Du rock, du rock, du rock … pis du rap !

Ce sont ensuite les gagnants du vidéoclip ($5000 et moins), DVTR, qui sont entrés sur scène nous faire une courte performance. Ceux qui n’ont même pas encore lancé officiellement leur EP font déjà des ravages irréparables partout où ils passent. Prenant d’abord la pose comme pour une photo officielle de bal de finissants, les deux se sont rapidement dévergondés pour nous offrir une autre de leur prestation charismatique et démentielle.

Cure-Pipe, en nomination pour révélation 2023 et album indie-rock, nous a également fait part d’un échantillon de ce qu’ils peuvent nous offrir sur scène.  L’auteur-compositeur-interprète Jonquiérois Thomas Dakin Perron a monté un projet de rock psychélique de sept musiciens, en maîtrise de leurs moyens.
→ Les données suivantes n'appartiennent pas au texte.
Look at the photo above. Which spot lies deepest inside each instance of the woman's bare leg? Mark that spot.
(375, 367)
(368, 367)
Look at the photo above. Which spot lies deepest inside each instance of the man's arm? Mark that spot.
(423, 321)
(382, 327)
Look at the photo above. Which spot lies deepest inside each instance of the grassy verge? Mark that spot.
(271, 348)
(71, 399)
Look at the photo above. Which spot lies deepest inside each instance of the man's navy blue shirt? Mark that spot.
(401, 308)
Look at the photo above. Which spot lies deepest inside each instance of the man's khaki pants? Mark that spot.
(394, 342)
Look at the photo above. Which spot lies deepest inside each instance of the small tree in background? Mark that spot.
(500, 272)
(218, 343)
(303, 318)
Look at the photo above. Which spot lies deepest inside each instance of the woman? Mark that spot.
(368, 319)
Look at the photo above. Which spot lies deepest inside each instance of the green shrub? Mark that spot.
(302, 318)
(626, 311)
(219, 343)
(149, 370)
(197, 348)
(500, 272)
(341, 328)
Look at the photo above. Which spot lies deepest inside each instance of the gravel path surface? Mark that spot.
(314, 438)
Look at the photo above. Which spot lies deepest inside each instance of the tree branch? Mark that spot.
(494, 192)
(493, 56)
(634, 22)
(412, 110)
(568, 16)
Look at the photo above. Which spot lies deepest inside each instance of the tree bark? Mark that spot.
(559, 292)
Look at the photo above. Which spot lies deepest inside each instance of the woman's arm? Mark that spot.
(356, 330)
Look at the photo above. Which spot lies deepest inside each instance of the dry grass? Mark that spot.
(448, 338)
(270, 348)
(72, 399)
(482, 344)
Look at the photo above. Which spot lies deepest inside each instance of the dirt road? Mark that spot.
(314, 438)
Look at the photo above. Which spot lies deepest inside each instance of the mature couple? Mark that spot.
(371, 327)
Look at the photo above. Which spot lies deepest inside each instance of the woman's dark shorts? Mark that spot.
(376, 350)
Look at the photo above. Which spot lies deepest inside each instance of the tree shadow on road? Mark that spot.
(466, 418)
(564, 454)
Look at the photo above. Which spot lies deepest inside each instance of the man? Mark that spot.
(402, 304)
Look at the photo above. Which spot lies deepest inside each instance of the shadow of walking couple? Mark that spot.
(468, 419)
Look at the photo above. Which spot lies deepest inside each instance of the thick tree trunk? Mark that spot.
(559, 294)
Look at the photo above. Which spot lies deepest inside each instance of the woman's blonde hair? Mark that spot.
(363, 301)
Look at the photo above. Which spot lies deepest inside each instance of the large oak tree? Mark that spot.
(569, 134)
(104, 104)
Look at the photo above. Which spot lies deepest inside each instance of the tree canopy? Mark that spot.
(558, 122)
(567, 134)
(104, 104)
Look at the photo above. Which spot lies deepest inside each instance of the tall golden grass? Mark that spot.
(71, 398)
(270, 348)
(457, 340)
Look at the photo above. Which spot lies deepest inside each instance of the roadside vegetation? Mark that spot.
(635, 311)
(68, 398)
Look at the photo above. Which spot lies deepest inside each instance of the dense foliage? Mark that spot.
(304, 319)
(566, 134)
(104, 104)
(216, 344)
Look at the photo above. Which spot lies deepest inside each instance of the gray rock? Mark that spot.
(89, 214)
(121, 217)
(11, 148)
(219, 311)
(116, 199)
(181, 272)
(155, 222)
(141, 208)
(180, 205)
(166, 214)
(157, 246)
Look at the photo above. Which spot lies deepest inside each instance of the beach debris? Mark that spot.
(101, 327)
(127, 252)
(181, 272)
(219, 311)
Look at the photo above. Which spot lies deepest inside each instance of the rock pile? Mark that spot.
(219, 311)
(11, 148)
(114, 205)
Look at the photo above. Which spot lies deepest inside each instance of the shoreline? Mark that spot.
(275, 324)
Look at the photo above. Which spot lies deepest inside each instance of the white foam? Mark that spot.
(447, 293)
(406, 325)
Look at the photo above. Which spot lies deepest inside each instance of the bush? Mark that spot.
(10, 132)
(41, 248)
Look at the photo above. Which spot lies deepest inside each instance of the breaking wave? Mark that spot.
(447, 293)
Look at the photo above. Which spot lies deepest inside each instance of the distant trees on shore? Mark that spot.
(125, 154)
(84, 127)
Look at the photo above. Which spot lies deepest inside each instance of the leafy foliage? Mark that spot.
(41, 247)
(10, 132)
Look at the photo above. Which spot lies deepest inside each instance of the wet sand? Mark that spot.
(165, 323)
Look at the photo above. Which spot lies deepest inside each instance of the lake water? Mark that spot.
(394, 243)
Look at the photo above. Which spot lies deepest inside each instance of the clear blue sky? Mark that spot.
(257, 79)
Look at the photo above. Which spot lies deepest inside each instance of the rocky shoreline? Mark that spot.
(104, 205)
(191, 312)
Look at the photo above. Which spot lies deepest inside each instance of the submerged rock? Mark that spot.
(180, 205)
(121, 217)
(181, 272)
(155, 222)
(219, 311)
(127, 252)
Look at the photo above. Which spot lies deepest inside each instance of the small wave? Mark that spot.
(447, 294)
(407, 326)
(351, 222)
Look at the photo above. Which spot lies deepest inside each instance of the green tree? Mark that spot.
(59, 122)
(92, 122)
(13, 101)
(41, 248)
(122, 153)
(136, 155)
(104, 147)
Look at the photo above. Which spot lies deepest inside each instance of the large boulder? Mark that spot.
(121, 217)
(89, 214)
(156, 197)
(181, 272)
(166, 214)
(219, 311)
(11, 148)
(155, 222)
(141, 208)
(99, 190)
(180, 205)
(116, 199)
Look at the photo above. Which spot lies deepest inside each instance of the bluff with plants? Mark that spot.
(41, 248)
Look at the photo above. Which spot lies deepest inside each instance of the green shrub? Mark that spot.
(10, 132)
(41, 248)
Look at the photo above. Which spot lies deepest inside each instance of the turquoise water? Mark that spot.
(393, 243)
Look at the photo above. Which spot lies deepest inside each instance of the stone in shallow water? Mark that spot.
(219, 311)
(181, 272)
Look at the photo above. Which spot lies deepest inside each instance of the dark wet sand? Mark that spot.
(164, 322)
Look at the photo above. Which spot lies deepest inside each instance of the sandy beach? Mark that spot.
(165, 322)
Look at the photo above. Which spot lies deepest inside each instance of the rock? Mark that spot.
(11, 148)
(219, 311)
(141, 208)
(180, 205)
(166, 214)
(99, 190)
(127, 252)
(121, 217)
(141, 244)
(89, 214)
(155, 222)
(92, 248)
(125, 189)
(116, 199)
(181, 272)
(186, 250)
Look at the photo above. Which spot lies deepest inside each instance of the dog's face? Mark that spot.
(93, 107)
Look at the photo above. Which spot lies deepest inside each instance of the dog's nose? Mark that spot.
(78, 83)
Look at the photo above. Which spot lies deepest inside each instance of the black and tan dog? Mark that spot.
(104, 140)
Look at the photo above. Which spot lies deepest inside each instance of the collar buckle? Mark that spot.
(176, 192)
Ils ont offerts une intéressante et énergique prestation.

C’était ensuite au gagnant ex aquo de la révélation 2023 de venir nous montrer de quel bois il se chauffe. Population II y est allé d’une solide performance rock psychédélique, un genre définitivement en santé parmi la relève musicale. On a eu un malin plaisir à regarder le jeu de pied extrêmement précis du guitariste Tristan Lacombe avec ses pédales.

Celle que votre rédactrice se plait à appeler la perle noire locale, Laura Krieg, a offert tout juste avant le dessert de la soirée, une de ses compositions efficaces et dénuées d’artifices, qu’elle qualifie de « pop-synth-punk-brutaliste”. Laura surf sur le darkwave et on aime surfer avec elle.

Finalement, Calamine est apparue fièrement représenter à elle-seule la scène rap/hip hop québécoise. Repartie hier avec le Lucien de l’album/EP rap/hip hop, elle a roulé sa bosse en masse la rappeuse féministe et anticapitaliste d’Hochelag’ dans la dernière année. C’est donc bien confiante de son talent qu’elle est venue clore cette soirée de performances toutes les plus intéressantes les unes que les autres, chacune à leur manière.

L’ironique coup de gueule

Avec raison, lorsque le grand manitou du GAMIQ, Patrice Caron, est monté sur scène présenter les finalistes de la catégorie Médias indépendants de l’année, il s’en est pris aux géants numériques de ce monde et à un peu tout le monde qui ne supporte pas les scènes indépendantes.

Or, j’ai rarement vu un public aussi peu respectueux de ce qui se passe sur scène. C’est vrai que le GAMIQ est l’occasion de revoir des connaissances et de rattraper le temps perdu par de la jasette. Ça a laissé tout de même un goût amer.

Comment appeler au respect de la scène indépendante, alors que celle-ci se manque ainsi de respect?

Quoiqu’il en soit, vu la réputation bruyante, et semble-t-il incontournable, de ce gala, on a cette suggestion pour l’année prochaine.  Programmez en début de soirée les prestations les plus bruyantes et abrasives et gardez celles plus douces et délicates pour la fin de soirée, alors que les bavards et fêtards ont déjà quitté. Le public de fin de soirée était beaucoup plus attentif. À suivre.